Conversion To Roman Catholicism
In the same year as The Flight from Reason appeared (1930), Lunn proposed to Knox an exchange of letters for subsequent publication in which he would advance all the objections he could conceive of to Roman Catholicism and Knox would reply. Knox accepted, and for more than a year the letters went to and fro. In 1932 they appeared as a book under the title Difficulties. This exchange did much to clarify Lunn's mind, but even so, nearly two years were to elapse before he was received into the Catholic Church. In 1932 Lunn accepted a challenge from the noted philosopher C. E. M. Joad to discuss Christianity in a series of letters; they were published the following year as Is Christianity True? Joad, an agnostic, attacked Christianity on a wide variety of fronts, and Lunn, by now a believing Christian, if uncommitted to any particular denomination, responded.

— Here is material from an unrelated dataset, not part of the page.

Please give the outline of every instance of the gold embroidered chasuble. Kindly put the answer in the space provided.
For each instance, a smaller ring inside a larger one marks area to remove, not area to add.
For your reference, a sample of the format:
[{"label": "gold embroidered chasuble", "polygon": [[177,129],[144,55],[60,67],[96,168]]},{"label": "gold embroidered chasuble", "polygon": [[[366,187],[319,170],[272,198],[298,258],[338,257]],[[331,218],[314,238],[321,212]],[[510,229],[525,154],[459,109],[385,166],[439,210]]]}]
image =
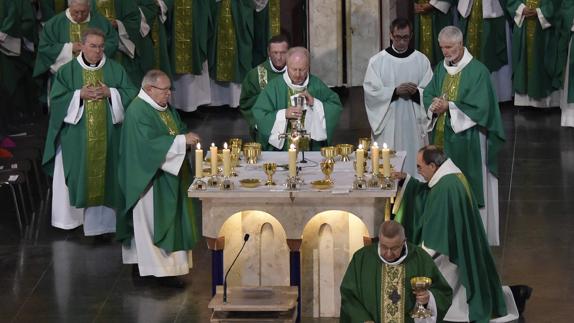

Lunn later wrote: "I can imagine no better training for the Church than to spend, as I did, a year arguing the case against Catholicism with a Catholic, and a second year in defending the Catholic position against an agnostic."
On 13 July 1933, Mgr Knox received Lunn into the Catholic Church. Lunn's story of his conversion is related in Now I See, which was published in November of the same year. Lunn became, in Evelyn Waugh's words, "the most tireless Catholic apologist of his generation," and won the applause of fellow Catholic authors like Hilaire Belloc.